The Middle Years of the Decade
Later in the spring of 1913 the Armory Show traveled to Chicago, and a truncated version went to Boston. Several American writers who saw the show in Chicago or New York—including poets William Carlos Williams, Harriet Monroe, and Wallace Stevens—were profoundly affected by it and later attributed their own creative inspiration to their exposure to Duchamp, Picasso, Cézanne, and other artists whose works were exhibited in the show. More important, by the time the show ended, a quarter of a million people had seen it, and a lasting interest in modern art, particularly Cubism, had been born in America. Encouraged by this friendly climate, the French Dadaists Duchamp and Picabia came to New York to work. During the mid 1910s works by Armory Show exhibitors and other new artists drew viewers to Alfred Stieglitzes 291 gallery and the Whitney Studio Club (later the Whitney Museum), which heiress and sculptor Gertrude Vanderbilt Whitney founded in 1914 to promote new talent. American museums and private collectors were anxious to acquire modern art. Dozens of new galleries were founded to display the new art, and exhibitions were mounted not just in New York but also in Cleveland, Pittsburgh, Baltimore, and other cities.

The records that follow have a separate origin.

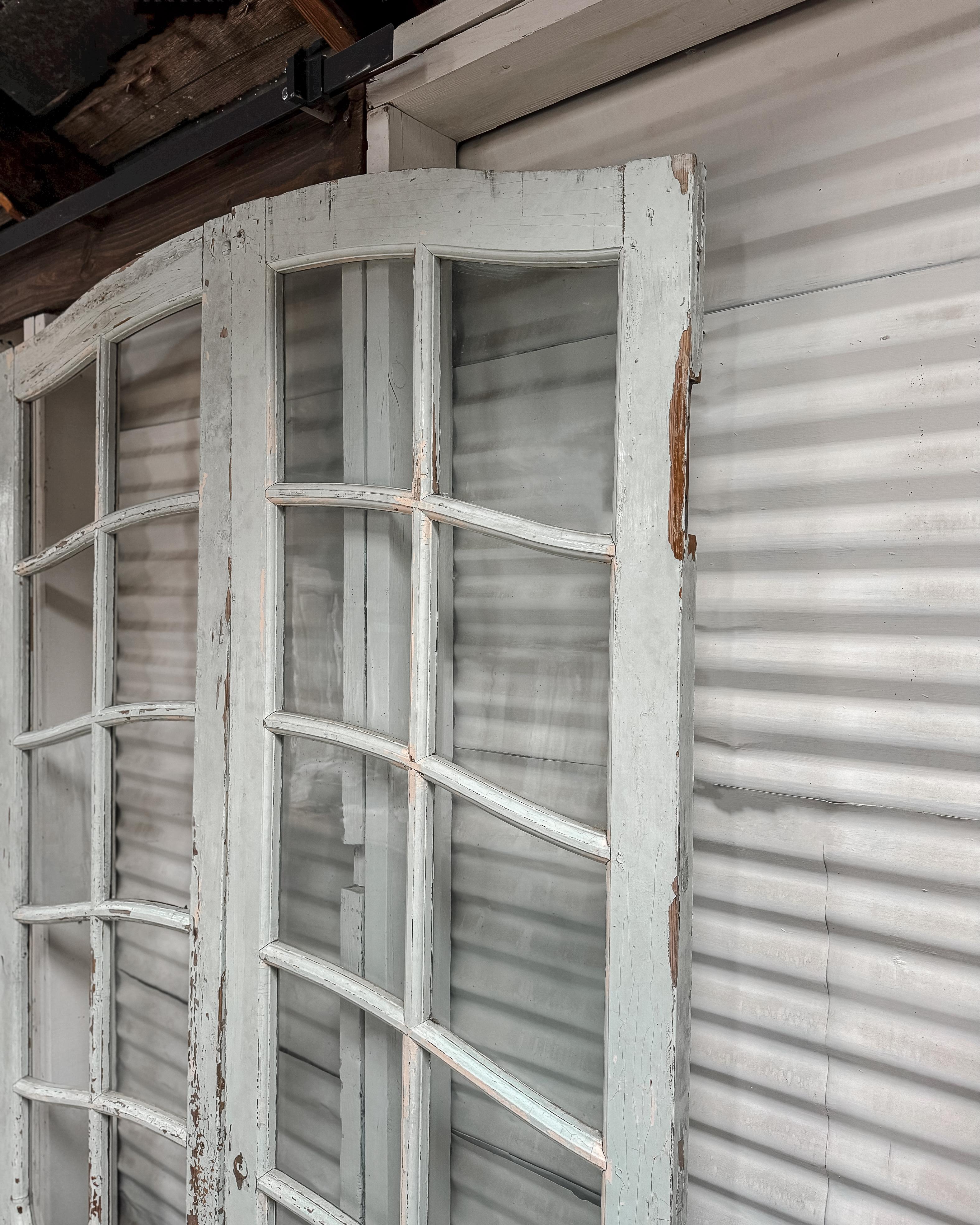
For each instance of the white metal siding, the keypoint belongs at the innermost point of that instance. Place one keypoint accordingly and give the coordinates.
(836, 1043)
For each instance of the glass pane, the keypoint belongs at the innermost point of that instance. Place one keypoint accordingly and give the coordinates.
(65, 445)
(62, 823)
(535, 391)
(151, 1178)
(344, 856)
(530, 674)
(160, 410)
(348, 601)
(153, 797)
(59, 1162)
(327, 1135)
(527, 1178)
(348, 362)
(63, 641)
(157, 611)
(60, 961)
(308, 1142)
(527, 974)
(151, 1018)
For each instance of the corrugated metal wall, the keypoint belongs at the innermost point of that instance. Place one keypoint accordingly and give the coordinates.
(833, 492)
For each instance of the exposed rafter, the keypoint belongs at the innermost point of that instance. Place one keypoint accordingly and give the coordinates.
(330, 21)
(37, 167)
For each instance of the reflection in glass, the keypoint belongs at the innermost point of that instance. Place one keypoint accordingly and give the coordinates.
(531, 673)
(152, 968)
(535, 391)
(63, 641)
(60, 823)
(344, 856)
(59, 1163)
(533, 1179)
(527, 976)
(65, 460)
(160, 410)
(308, 1140)
(151, 1178)
(348, 361)
(60, 960)
(348, 590)
(153, 797)
(157, 611)
(313, 314)
(339, 1102)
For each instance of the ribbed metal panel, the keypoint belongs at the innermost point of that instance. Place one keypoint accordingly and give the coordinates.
(836, 1044)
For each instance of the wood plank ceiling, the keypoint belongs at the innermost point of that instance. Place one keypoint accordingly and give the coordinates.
(82, 89)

The Independents' Show of 1917 and Beyond
Internal dissension led to the breakup of the Association of American Painters and Sculptors in 1916. Later that year the Society of Independent Artists was founded with the same goal as the AAPS, discovering and advancing new styles and artists. Its first exhibition, in 1917, was bigger than the Armory Show. More than twenty-five hundred works by some thirteen hundred artists were exhibited at the Grand Central Palace in New York City. It was not as successful critically or financially. Again critics were up in arms over Marcel Duchamp, who, under the pseudonym of Richard Mutt, had submitted a urinal as a piece of sculpture called Fountain. The society rejected it, but the considerable publicity surrounding the work, which was subsequently exhibited at Stieglitz's 291 gallery, helped to spread Duchamp's message: there was no difference between "art" and the most common aspects of human life. Though the involvement of the United States in World War I temporarily suspended discussions of aesthetics, the controversies and ideas that were born during the 1910s influenced American artists for the rest of the century.
Sources:
Milton Brown, The Story of the Armory Show (New York: Joseph H. Hirschhorn Foundation, 1963);
Martin Green, New York: 1913 (New York: Macmillan, 1988);
Adele Heller and Lois Rudnick, 1915: The Cultural Moment: The New Politics, the New Woman, the New Psychology, the New Art, and the New Theatre in America (New Brunswick, N.J.: Rutgers University Press, 1991).